DFDL Workgroup is discussing (Oct 2018) whether all this BOM stuff should be optional functionality. If so then we're unlikely to implement this at all.


> unicodeByteOrderMark feature
> ----------------------------
>
>                 Key: DAFFODIL-639
>                 URL: https://issues.apache.org/jira/browse/DAFFODIL-639
>             Project: Daffodil
>          Issue Type: New Feature
>          Components: Back End, DFDL Language
>            Reporter: Michael Beckerle
>            Priority: Minor
>
> This is not a property. The unicodeByteOrderMark is a member of the Infoset Document Item. (aka the root element). 
> It depends on the dfdl:encoding property, which can be a runtime expression; hence, this must be computed in an Evaluatable which in turn evaluates the encodingEv.
> Likely an Evaluatable[Option[ByteOrder]] is the type. 
> If no encoding property is defined this should be a constant None. 
> If the encoding property is defined and known to NOT be one of UTF-8, UTF-16, or UTF-32, then this should be a constant None. 

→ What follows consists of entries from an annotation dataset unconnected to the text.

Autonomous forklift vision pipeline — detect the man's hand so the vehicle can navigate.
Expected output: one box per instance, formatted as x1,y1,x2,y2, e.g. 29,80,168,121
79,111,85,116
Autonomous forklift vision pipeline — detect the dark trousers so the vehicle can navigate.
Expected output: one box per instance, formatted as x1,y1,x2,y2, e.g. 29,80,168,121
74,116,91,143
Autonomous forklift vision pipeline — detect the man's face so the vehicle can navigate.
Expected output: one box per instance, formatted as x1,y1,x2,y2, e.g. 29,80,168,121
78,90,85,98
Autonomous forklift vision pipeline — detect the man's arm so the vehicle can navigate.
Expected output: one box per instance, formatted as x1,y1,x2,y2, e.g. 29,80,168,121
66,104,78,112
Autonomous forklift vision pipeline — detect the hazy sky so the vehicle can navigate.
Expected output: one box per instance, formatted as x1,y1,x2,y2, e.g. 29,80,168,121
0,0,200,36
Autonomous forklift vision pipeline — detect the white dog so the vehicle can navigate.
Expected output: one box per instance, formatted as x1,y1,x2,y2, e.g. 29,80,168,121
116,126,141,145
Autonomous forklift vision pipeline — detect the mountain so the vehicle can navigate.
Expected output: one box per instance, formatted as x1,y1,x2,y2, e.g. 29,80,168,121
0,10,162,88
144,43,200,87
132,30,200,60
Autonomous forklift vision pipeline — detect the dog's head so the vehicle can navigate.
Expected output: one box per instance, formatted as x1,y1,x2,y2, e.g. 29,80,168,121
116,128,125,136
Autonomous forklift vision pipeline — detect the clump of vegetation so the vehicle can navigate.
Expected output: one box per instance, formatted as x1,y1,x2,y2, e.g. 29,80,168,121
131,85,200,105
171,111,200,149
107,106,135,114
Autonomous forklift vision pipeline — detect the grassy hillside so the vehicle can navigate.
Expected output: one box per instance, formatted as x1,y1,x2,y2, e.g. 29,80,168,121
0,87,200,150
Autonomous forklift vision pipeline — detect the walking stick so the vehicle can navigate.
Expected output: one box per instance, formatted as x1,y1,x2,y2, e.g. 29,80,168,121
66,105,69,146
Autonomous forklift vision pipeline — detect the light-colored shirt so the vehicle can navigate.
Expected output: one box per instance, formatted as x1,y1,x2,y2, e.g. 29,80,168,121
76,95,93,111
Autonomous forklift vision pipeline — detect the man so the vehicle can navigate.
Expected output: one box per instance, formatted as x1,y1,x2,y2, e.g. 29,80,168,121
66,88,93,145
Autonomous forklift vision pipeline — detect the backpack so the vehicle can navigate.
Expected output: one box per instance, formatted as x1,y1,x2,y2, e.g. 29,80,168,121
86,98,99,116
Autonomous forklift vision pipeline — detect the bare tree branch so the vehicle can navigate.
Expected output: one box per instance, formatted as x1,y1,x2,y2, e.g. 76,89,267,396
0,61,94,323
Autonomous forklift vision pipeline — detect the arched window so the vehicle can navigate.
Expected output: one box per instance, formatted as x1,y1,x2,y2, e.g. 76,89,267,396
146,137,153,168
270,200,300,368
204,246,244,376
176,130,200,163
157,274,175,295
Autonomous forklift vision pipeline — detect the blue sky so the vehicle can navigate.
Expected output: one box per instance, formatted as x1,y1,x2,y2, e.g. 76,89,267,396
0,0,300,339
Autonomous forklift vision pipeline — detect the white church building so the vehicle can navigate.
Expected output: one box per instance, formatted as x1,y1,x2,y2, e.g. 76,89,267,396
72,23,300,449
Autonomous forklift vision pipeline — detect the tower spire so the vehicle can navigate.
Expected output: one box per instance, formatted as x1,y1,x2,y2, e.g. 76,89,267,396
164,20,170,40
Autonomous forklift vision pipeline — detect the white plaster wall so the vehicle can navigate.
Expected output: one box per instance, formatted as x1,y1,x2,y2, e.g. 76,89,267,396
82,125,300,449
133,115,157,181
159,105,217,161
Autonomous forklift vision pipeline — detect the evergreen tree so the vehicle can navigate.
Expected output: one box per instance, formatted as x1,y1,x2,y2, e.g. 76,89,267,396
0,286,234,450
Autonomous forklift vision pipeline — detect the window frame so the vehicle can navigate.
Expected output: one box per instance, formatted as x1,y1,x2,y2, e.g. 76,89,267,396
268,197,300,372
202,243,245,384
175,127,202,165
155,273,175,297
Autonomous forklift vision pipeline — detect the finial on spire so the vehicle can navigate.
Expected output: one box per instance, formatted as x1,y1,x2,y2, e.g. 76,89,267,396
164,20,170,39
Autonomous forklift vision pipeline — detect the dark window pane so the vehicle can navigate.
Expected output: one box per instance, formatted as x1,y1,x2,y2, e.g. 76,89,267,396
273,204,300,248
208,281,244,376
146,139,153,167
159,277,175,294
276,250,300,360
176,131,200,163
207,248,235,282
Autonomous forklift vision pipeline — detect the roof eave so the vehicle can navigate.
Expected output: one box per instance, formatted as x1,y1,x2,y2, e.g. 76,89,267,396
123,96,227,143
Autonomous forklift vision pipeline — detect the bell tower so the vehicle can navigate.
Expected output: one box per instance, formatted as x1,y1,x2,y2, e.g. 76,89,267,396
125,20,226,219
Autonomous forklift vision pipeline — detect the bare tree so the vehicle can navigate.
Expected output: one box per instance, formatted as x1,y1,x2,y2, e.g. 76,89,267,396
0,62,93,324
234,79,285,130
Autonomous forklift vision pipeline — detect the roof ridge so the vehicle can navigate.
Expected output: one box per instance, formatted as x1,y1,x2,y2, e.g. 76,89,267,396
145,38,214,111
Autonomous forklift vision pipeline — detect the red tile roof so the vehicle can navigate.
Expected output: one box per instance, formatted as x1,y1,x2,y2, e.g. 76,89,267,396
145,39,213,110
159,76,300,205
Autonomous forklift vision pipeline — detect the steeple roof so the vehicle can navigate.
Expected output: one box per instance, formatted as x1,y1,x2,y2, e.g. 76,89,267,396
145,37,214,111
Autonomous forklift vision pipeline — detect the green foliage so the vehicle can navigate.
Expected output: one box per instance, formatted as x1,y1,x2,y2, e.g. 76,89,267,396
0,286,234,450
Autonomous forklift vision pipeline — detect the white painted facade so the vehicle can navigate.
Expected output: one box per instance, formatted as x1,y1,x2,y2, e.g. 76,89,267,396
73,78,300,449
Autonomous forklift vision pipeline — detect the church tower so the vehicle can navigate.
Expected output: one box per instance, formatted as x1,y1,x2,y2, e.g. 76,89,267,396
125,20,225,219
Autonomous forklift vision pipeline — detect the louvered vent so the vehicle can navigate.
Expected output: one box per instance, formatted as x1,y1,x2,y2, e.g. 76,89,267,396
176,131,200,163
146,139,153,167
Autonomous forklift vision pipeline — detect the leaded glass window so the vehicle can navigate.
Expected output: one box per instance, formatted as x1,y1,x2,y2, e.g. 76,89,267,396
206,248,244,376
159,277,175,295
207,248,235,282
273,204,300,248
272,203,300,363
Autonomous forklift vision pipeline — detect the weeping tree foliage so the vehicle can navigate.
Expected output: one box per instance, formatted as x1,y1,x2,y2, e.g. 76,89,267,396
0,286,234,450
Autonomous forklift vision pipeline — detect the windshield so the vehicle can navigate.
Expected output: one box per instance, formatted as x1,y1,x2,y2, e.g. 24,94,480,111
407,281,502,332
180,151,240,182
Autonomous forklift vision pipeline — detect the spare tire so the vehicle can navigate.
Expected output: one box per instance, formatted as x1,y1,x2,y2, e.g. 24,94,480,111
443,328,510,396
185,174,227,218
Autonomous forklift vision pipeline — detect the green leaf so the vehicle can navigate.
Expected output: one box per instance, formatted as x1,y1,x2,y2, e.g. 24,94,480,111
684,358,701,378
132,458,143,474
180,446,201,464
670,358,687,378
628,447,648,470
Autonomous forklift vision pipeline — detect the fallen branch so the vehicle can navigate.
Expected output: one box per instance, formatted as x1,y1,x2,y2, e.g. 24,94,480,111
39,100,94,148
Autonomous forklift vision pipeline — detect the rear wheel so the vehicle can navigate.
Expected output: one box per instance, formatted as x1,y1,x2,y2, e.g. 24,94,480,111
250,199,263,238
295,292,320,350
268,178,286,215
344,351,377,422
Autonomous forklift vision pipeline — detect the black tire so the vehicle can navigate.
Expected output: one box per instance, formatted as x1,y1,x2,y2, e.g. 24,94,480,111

> When unparsing, the value will either have been set from parsing, or can be set from an API call. (New API method on Infoset needed.)
> The API call is allowed, but the value ignored/unused by the unparser unless the encoding is UTF-8, UTF-16, or UTF-32. 
> When the encoding evaluates to UTF-8, then the unicodeByteOrderMark will be determined by the first 3 bytes being:
> * 0xEF 0xBF 0xBE - ByteOrder.LittleEndian - 3 bytes are consumed (note: strictly speaking, this shouldn't occur, but will if a naive utf-8 encoder encodes a little-endian BOM into a 3-byte UTF-8 sequence. To insure such data will round trip between UTF-8 and UTF-16 (LE - via BOM), we match this sequence, and choose LittleEndian byte order)
> * 0xEF 0xBB 0xBF - ByteOrder-BigEndian - 3 bytes are consumed
> * anything else - no bytes are consumed, and the unicodeByteOrderMark is not set (has no value)
> when unparsing, if unicodeByteOrderMark is not set, then no byte order mark is output. 
> For UTF-16,
> * 0xFE 0xFF - byteOrder.BigEndian - 2 bytes are consumed
> * 0xFF 0xFE - byteOrder.LittleEndian - 2 bytes are consumed
> * anything else - parse error.
> When unparsing, if encoding is UTF-16, and unicodeByteOrderMark is not set - unparse error.
> UTF-32 works like utf-16, except the byte patterns are 00 00 FE FF for bigEndian, and FF FE 00 00 for littleEndian.
> Recommended: package this code for reuse, assuming it needs to be used as a library for reading/decoding strings generally. It's not impossible that the above runtime errors when the byte order is not known, will be augmented in the future by a mode where each individual text string at fine granularity is examined for a byte order mark at the start.  There also may be a need for utf-16 heuristic byte-order determination - that is by looking at the bytes for the characters and determining if they make more sense as big-endian or little endian.